Шапошников развернул папку.
– Всё то, о чём мы с наркомом докладывали Вам на прошлой неделе, товарищ Сталин, выполнено. А именно: приказ погранвойскам, продление срока службы всем, подлежащим демобилизации, выделение из управления МВО управления Десятой армии с передачей его в состав Белорусского Особого военного округа. Кроме того, закончена разработка плана наступления против Польши. Генштаб подготовил приказы БОВО и КОВО о развёртывании полевых управлений округов. В составе обоих округов создаются оперативные группы войск: четыре – в БОВО, три – в КОВО. Подготовлены совместные директивы наркома обороны и Начальника Генерального штаба «О начале наступления против Польши».
– Покажите.
Шапошников немедленно передал Сталину скрепленные металлической скрепкой машинописные листы. Сталин быстро пробежал глазами текст.
– Неплохо – но чуть больше категоричности не помешает.
Сталин вернул бумаги Шапошникову, и на мгновение ушёл глазами в сторону.
– После слов «… скрытно сосредоточить и быть готовым»… лучше написать так: «к решительному наступлению с целью молниеносным ударом разгромить противостоящие войска противника». Не возражаете, Борис Михайлович?
– Ну, что Вы, товарищ Сталин? – улыбнулся Шапошников – и взялся за карандаш.
– А что у тебя, Вече?
Сталин пустил струю дыма в сторону Молотова. Предсовнаркома разгладил пальцем короткий ус.

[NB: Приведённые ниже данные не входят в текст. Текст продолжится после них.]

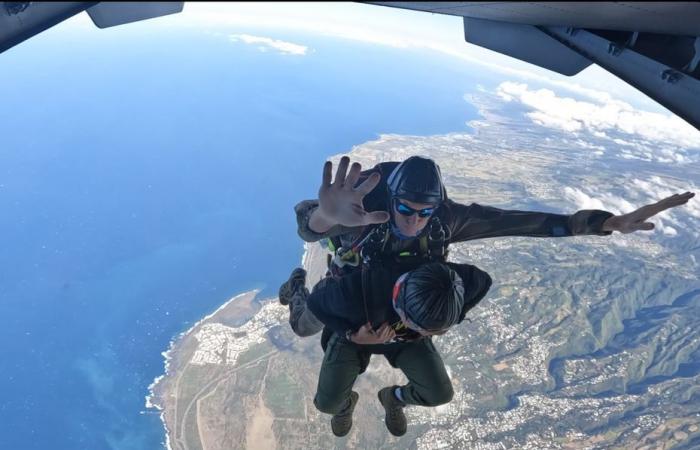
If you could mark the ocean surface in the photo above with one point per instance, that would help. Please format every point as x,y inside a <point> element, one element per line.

– Сегодня Шуленбург опять просил меня – а в моём лице советское правительство – сообщить ему дату наступления Красной Армии. Сослался на запрос Берлина.
Сталин хмыкнул.
– Так ведь позавчера уже просил – и о том же самом?
Молотов покривил щекой – и развёл руками.
– Теперь не отстанут. Будут «душить», пока мы «не сознаемся».
Сталин и Ворошилов рассмеялись. Шапошников, занятый поправками вождя, участия в общем веселье не принимал.
– Ну, и что ты ему ответил?
– Сказал, что время ещё не пришло.
– Он, конечно, «обрадовался»?
– Ещё, как! – хмыкнул Молотов. – Но с меня – что возьмёшь? Я ведь – «Господин Нет»!
Ещё немного посмеялись. Совсем немного: вождь не дал «развернуться».
– Кстати – насчёт «обрадовался».
Сталин вернулся к столу, и быстро нашёл нужную бумагу.
– Тут мне сегодня докладывал начальник Разведуправления.
Никто, в том числе и военные, не стал делать удивлённых лиц: начальник Разведуправления Генштаба докладывал Сталину напрямую, минуя все инстанции. Ну, вот «так получилось». Разумеется, никого этого не удивляло и не возмущало.
– Так, вот: его данные вполне согласуются с тем, что сказал ты, Вече.
Сталин протянул бумагу Молотову.
– Прочти вслух.
Вячеслав Михайлович поправил пенсне.
– «Наши энергичные усилия направлены на то, чтобы побудить русских к соучастию. Мы и сами управимся, но это для того, чтобы заставить Англию и Францию объявить войну России». Подполковник фон Форман.»
– Стратегическая информация – от подполковника?! – хмыкнул Ворошилов, но был тут же «определён на место» тяжеленным ироничным взглядом Сталина.
– К сведению товарища Ворошилова, подполковник фон Форман является представителем ОКВ при ставке Гитлера. А ОКВ – это Оберкоммандовермахт. То есть, Главное командование Вооружёнными силами. И слова этого Формана – это… не слова Формана, а запись слов Гитлера, а также концентрированное мнение военно-политической верхушки рейха. Со слов начальника Разведуправления, информация получена из кругов, близких к ОКВ. Так, что настойчивость Шуленбурга вполне согласуется с точкой зрения Берлина.
Придавив Ворошилова увесистым взглядом, Сталин вернулся глазами на лицо Молотова.
– Немцы подтягивают нас к соучастию – это ясно. Они не отказались от мысли окончательно изолировать нас в Европе. Они понимают: чем глубже мы продвинемся за «линию Керзона» – тем больше оснований будет у Запада обвинить нас в совместной агрессии. Но мы не поддадимся ни на уговоры, ни на провокации новоявленных «друзей». Так что – ещё несколько дней, Вече. Несколько дней, которые окончательно прояснят картину.